Inovasi “Peningkatan Literasi Digital Nelayan Kecil Kota Pekalongan Berbasis Media Kreatif” merupakan langkah strategis Dinas Kelautan dan Perikanan Kota Pekalongan dalam menjawab tantangan rendahnya kemampuan literasi digital di kalangan nelayan kecil. Permasalahan utama yang melatarbelakangi inovasi ini adalah masih terbatasnya pemahaman nelayan terhadap pemanfaatan teknologi informasi, khususnya dalam penggunaan aplikasi SIAPKAN yang dikembangkan untuk mempercepat dan mempermudah pelayanan publik secara digital.Sebagai bentuk implementasi dari Peraturan Daerah Kota Pekalongan Nomor 5 Tahun 2025 tentang RPJMD Tahun 2025–2029, inovasi ini berorientasi pada isu strategis yaitu Isu strategis RPJMD Kota Pekalongan yang menjadi dasar inovasi ini adalah “Kualitas Sumber Daya Manusia”. Isu strategis kualitas sumber daya manusia selaras dengan isu global pembangunan berkelanjutan, yaitu 1) menjamin kualitas pendidikan yang inklusif dan merata; 2) meningkatkan kesempatan belajar sepanjang hayat untuk semua; serta 3) menjamin kehidupan yang sehat dan meningkatkan kesejahteraan seluruh penduduk semua usia.

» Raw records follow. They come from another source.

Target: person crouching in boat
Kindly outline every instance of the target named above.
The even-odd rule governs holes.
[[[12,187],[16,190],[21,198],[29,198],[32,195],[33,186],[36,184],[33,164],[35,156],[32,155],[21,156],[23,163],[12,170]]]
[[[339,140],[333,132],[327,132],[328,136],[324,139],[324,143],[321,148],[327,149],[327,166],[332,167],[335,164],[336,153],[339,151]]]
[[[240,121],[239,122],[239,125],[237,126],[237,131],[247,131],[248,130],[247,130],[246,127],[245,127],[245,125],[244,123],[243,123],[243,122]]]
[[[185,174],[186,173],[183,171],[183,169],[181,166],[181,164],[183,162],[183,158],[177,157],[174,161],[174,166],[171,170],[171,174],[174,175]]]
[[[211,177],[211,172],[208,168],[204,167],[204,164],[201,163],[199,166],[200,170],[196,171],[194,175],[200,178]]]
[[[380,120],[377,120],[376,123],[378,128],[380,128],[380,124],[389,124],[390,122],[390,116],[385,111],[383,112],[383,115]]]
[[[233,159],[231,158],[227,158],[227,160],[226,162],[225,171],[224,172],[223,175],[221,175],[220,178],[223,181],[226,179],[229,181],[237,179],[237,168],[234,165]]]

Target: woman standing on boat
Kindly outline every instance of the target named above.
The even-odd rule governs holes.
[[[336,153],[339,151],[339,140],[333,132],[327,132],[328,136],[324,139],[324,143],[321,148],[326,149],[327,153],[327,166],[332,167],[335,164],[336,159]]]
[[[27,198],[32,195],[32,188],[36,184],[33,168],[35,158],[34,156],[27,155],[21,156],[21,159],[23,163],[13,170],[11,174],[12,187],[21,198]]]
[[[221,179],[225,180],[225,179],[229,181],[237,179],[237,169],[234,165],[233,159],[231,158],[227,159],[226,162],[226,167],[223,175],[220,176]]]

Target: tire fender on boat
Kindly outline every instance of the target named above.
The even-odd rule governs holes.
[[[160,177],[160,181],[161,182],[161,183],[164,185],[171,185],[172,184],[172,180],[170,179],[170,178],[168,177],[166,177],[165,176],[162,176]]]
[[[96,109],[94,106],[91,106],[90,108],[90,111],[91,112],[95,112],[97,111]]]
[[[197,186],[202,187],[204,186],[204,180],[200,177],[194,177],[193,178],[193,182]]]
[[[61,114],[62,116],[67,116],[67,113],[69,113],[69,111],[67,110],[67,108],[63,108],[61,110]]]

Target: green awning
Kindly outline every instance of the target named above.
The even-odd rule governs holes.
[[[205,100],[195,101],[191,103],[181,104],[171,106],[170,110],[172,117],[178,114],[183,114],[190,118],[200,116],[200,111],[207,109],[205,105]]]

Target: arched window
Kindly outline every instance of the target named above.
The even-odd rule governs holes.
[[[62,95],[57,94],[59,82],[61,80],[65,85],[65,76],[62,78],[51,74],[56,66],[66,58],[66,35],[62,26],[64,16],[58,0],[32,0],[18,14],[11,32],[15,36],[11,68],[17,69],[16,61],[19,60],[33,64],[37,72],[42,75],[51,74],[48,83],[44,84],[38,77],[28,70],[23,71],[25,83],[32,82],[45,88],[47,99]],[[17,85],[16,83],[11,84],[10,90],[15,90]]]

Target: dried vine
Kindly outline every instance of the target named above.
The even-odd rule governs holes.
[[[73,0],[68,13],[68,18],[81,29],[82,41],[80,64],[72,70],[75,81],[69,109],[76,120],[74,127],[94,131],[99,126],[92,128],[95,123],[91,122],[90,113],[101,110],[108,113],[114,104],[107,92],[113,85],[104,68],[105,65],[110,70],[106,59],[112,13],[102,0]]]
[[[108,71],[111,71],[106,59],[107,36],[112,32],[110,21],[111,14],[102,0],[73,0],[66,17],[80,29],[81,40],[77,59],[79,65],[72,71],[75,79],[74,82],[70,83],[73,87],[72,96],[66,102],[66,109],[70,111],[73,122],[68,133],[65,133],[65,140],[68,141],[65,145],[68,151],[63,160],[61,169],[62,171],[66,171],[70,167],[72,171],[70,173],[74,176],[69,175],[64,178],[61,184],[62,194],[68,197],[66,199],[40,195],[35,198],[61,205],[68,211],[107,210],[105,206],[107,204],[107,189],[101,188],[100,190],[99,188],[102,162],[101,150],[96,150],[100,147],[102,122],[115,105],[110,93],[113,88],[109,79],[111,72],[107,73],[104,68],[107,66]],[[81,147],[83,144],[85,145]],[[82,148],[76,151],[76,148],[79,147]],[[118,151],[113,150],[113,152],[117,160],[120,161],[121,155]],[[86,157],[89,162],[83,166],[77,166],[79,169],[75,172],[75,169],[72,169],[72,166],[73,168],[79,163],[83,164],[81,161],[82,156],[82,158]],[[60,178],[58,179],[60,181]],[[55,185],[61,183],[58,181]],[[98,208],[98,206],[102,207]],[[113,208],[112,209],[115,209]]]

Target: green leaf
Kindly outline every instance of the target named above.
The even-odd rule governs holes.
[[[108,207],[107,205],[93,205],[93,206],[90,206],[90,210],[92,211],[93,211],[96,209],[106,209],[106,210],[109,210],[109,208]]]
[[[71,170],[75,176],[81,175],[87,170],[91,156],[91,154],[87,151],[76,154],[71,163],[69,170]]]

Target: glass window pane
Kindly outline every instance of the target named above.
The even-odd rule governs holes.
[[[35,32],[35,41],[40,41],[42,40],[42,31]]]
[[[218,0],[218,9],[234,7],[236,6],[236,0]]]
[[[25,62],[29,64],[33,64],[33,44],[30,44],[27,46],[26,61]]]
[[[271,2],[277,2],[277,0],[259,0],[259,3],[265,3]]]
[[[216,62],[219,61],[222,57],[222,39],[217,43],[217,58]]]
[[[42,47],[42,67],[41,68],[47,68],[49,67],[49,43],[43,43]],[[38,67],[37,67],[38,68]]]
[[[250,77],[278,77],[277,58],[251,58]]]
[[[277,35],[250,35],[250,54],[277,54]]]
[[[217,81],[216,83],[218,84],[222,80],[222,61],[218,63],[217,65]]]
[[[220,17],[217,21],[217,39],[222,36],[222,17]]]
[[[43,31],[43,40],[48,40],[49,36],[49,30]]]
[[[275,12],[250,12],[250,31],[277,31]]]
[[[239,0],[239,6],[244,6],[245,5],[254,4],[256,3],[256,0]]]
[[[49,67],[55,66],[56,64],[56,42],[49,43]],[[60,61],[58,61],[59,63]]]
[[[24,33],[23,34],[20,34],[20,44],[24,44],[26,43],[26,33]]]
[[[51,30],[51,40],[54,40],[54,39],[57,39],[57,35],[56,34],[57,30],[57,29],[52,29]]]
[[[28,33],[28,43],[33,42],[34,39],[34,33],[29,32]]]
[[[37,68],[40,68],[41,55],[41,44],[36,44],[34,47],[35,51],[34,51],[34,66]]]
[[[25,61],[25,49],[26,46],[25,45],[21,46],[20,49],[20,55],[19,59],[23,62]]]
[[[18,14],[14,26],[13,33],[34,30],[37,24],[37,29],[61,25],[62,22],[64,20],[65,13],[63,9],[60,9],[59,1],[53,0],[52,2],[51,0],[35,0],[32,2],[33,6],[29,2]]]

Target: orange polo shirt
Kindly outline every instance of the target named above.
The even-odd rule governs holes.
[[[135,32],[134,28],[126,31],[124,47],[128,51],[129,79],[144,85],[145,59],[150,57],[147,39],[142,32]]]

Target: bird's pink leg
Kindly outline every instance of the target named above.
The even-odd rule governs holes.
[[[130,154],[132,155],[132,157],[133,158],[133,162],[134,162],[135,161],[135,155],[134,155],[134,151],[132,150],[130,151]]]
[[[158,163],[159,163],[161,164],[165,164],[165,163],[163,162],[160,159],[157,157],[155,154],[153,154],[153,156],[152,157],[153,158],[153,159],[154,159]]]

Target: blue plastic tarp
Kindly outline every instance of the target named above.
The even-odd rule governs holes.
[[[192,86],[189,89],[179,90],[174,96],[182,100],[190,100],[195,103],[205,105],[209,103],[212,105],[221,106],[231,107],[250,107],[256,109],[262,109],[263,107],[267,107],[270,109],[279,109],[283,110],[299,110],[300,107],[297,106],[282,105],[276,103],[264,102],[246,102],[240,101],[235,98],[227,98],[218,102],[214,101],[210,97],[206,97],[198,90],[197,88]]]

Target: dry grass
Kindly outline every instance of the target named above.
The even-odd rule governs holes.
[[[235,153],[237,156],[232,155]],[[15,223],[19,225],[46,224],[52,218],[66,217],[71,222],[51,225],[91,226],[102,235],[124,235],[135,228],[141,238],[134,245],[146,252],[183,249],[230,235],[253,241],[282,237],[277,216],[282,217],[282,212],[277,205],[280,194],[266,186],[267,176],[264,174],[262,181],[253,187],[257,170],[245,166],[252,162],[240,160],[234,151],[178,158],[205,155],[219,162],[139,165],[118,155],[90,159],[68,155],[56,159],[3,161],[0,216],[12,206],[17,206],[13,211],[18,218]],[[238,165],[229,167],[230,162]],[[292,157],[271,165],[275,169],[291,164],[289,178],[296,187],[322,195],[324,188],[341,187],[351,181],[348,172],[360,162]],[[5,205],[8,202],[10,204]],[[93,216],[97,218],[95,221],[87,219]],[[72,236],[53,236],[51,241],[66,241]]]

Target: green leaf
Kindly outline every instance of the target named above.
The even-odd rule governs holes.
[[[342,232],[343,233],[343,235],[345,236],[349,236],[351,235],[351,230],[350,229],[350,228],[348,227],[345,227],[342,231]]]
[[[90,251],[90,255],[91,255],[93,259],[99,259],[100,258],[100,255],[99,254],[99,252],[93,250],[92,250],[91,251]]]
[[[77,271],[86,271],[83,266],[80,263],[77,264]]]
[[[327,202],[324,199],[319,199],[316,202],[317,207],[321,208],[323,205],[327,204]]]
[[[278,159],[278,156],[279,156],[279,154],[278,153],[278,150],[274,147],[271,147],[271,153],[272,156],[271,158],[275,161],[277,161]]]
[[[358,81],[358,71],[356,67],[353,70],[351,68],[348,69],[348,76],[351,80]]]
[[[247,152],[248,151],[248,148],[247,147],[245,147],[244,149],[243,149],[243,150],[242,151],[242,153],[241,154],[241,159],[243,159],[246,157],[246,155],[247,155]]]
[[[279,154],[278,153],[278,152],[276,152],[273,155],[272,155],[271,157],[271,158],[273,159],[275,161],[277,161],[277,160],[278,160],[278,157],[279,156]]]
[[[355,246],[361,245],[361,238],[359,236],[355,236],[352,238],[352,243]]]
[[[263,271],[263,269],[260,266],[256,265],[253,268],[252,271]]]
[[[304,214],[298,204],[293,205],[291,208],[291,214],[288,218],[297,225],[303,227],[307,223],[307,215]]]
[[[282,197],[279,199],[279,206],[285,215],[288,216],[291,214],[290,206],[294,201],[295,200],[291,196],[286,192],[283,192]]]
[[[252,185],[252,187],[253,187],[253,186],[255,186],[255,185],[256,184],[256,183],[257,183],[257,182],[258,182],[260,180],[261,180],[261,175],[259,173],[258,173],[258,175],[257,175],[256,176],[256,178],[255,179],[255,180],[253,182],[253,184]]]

Inovasi ini juga berkontribusi terhadap pencapaian salah satu misi pembangunan Kota Pekalongan 2025 – 2045 yaitu “Penyelenggarakan Transformasi Tata Kelola Pemerintahan Digital yang Akuntabel, Transparan, Berintegritas, Tangkas dan Kolaboratif”. Melalui pendekatan media kreatif berupa video tutorial dan infografis interaktif, nelayan kecil dapat mengakses informasi kapan saja dan di mana saja, sehingga proses pembelajaran menjadi lebih fleksibel dan berkelanjutan.Rancang bangun inovasi ini meliputi beberapa tahapan utama, yaitu perumusan ide, pengembangan konsep, produksi media, uji coba, sosialisasi, implementasi, serta monitoring dan evaluasi. Dalam pelaksanaannya, Dinas Kelautan dan Perikanan berkolaborasi dengan berbagai pihak, termasuk kelompok nelayan dan tim teknis IT, guna memastikan konten yang dihasilkan sesuai dengan kebutuhan dan karakteristik pengguna sasaran.Melalui inovasi ini, diharapkan nelayan kecil memiliki kemampuan digital yang memadai untuk mengakses layanan publik, memahami regulasi, dan mengelola informasi hasil tangkapan secara mandiri. Selain meningkatkan efisiensi pelayanan publik, inovasi ini juga memperkuat transformasi digital sektor kelautan dan perikanan, mendukung misi Pemerintah Kota Pekalongan dalam mewujudkan masyarakat nelayan yang produktif, adaptif, dan berdaya saing di era digital.